Former NFL player Don Kingery had only four published novels during his short literary career – Death Must Wait (1956), Swamp Fire (1957), Paula (1959) and Good Time Girl (1960). The rest of his writing was dedicated to print journalism, a career that spanned over 50 years in and around Southwest Louisiana. His novels were of the Erskine Caldwell variety, centering around strong southern roots and a penchant for poverty-ridden family dynamics that make up the blue collar highways of rural America. Nothing expresses that literary sense more than Kingery's Death Must Wait.
Like Caldwell's superior Tobacco Road, Kingery explores criminal behavior, immorality and mental issues throughout the thick narrative of Death Must Wait. Arguably, the book's only protagonist is Jed, a poor working man who hunts and traps in a dense section of Louisiana Bayou called Morganzas Pass. His father is complacent in his family's rags-to-more-rags lifestyle, never rising above the lowest tier of low class. Often Jed's parents lament their decision to marry, breed or even rise to exist. Jed's sister is a prostitute and his brother a drunk. A sense of escapism feeds Jed's desire to flourish in the outdoors, a trade that provides the only honest wage for the family.
Kingery's narrative expands once Jed is provoked into a fistfight with a belligerent bar patron. Jed's social inadequacies, short-temper and neanderthal strength leads to his undoing. When the man Jed scuffles with seemingly dies on the bar’s sawdust floor, Jed runs to the swamps to avoid a demented, corrupt small-town sheriff who wants to secure his bid for reelection. Eventually Jed is captured and arrested, but it is his love for a young woman named Nila that stirs a cause for action. Jed must either escape or prove his innocence before the backwoods lawyer and sheriff condemns him.
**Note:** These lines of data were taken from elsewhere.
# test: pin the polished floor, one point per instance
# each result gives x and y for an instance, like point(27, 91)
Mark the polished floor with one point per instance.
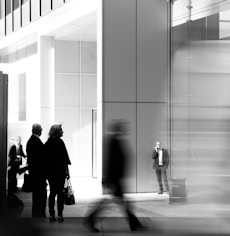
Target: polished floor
point(153, 210)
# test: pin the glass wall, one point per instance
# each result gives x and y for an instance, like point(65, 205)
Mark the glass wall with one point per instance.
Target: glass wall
point(17, 15)
point(8, 12)
point(200, 112)
point(2, 18)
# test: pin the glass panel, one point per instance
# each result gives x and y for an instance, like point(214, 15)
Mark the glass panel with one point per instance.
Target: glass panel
point(25, 12)
point(35, 9)
point(22, 97)
point(2, 18)
point(16, 4)
point(8, 7)
point(57, 3)
point(17, 17)
point(45, 6)
point(200, 98)
point(8, 17)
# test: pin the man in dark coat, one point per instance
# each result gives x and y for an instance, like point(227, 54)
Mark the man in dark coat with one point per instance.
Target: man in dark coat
point(115, 167)
point(161, 162)
point(37, 171)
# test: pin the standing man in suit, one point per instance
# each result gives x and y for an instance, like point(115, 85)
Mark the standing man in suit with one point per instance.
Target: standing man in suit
point(37, 171)
point(161, 162)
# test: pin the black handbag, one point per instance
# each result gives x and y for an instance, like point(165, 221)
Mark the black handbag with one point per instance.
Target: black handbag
point(27, 184)
point(69, 198)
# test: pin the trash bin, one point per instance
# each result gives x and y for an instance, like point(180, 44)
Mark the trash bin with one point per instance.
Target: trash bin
point(177, 191)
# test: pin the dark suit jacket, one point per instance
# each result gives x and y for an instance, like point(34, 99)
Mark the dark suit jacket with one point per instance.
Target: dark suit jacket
point(115, 160)
point(57, 158)
point(35, 159)
point(155, 157)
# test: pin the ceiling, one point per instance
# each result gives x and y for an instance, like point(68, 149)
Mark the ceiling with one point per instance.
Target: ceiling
point(84, 29)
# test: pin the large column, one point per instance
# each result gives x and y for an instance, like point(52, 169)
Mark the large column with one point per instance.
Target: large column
point(47, 85)
point(3, 141)
point(135, 78)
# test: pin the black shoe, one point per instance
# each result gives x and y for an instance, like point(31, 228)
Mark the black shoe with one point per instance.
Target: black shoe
point(60, 219)
point(52, 219)
point(138, 227)
point(89, 223)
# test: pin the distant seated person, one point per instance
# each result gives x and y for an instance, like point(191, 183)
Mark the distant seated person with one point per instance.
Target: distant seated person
point(15, 161)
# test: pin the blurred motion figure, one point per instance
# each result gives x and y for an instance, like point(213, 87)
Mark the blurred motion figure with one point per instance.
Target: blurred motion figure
point(115, 167)
point(57, 160)
point(36, 164)
point(15, 160)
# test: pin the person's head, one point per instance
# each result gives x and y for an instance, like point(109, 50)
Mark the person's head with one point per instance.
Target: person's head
point(158, 145)
point(120, 127)
point(37, 129)
point(18, 140)
point(56, 131)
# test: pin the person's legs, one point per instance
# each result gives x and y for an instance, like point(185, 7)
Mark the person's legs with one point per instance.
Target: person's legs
point(165, 179)
point(60, 199)
point(51, 199)
point(134, 223)
point(159, 180)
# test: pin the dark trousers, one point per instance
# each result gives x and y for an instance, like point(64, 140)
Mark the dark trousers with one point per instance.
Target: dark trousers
point(56, 189)
point(161, 173)
point(119, 197)
point(39, 198)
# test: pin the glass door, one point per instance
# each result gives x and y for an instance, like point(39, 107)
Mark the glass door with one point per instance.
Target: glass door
point(200, 112)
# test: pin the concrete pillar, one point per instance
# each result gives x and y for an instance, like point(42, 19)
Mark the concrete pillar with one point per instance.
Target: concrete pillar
point(47, 85)
point(135, 79)
point(3, 141)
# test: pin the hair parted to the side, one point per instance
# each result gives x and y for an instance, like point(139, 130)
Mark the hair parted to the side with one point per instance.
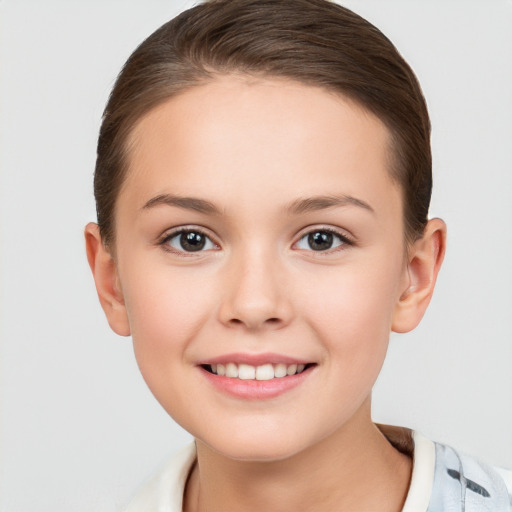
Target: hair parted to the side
point(315, 42)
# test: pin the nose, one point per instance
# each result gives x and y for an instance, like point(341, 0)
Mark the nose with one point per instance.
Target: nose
point(255, 296)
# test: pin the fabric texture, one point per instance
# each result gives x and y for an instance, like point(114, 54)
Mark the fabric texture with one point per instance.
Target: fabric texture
point(442, 480)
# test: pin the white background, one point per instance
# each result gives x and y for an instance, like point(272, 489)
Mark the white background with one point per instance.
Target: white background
point(78, 428)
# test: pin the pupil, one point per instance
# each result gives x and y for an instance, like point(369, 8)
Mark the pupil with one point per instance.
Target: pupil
point(320, 241)
point(192, 241)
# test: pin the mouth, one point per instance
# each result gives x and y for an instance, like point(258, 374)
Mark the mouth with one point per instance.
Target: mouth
point(262, 372)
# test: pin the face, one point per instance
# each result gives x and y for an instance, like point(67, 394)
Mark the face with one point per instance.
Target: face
point(259, 234)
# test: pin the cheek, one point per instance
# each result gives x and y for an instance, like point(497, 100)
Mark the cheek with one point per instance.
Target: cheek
point(352, 312)
point(166, 309)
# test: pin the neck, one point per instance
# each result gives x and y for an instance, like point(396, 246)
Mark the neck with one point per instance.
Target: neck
point(356, 469)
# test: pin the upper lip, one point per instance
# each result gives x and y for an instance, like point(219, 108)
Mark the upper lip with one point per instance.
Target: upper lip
point(254, 359)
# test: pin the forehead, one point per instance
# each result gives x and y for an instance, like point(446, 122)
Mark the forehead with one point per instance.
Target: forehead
point(237, 137)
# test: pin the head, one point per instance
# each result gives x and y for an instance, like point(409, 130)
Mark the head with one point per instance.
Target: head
point(262, 184)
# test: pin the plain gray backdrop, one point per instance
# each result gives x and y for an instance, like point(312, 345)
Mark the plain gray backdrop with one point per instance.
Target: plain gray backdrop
point(79, 431)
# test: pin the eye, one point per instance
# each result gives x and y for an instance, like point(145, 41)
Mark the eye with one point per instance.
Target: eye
point(322, 240)
point(188, 240)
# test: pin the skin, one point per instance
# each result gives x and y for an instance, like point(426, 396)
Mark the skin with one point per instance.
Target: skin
point(252, 148)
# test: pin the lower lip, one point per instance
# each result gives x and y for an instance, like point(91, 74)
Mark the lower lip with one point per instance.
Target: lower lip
point(256, 389)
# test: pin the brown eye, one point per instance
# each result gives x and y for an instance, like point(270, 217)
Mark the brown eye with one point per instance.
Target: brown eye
point(189, 241)
point(322, 240)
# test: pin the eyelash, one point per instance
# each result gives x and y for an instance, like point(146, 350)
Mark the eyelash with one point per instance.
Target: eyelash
point(164, 241)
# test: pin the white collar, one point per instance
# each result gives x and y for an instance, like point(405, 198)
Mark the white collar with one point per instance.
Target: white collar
point(164, 492)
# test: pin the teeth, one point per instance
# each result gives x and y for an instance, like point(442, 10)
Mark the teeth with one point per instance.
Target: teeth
point(263, 372)
point(231, 370)
point(246, 372)
point(280, 370)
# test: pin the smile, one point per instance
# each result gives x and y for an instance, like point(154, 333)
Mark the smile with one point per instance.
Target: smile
point(249, 372)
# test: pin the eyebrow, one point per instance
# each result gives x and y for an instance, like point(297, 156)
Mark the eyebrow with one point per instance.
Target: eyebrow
point(315, 203)
point(298, 206)
point(188, 203)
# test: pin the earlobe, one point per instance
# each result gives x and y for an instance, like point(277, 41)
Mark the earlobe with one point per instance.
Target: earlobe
point(104, 270)
point(424, 262)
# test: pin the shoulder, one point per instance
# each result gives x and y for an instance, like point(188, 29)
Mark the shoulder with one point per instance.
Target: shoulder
point(460, 479)
point(164, 491)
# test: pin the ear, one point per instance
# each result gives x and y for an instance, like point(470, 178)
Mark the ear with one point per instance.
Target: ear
point(423, 263)
point(104, 270)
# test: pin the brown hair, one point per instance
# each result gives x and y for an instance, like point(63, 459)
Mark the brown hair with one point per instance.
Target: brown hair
point(316, 42)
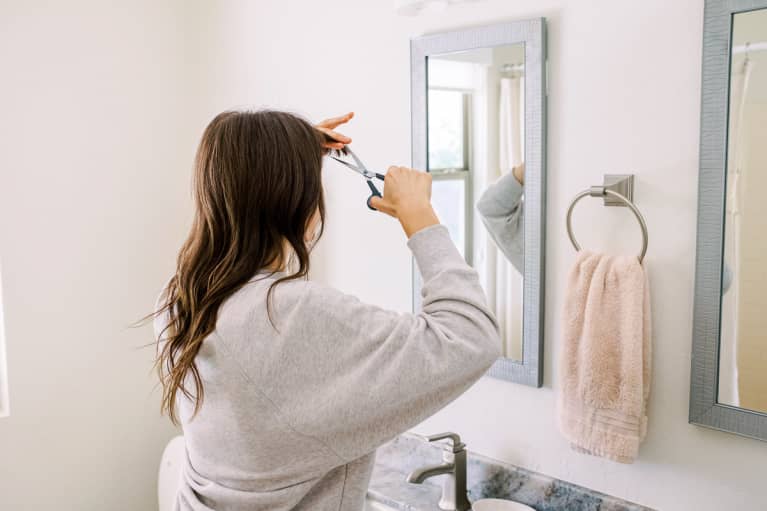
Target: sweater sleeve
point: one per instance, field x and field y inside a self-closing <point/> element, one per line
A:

Death Must Wait was an intriguing story that displays crime-noir tendencies despite the abstract approach. Jed is the common-man placed into extreme circumstances, but the author's description of this small-town existence – failures, poverty, corruption, greed, despair – is the focal point. While still retaining a crime-fiction element, the book works more as a cynical look at this era of American history and the social degradation that formed so many of the southeastern cities. If you need more crime in your fiction, Death Must Wait may not spin your wheels. But for a solid, intriguing testament about rural America and it's deficiencies, look no further than this.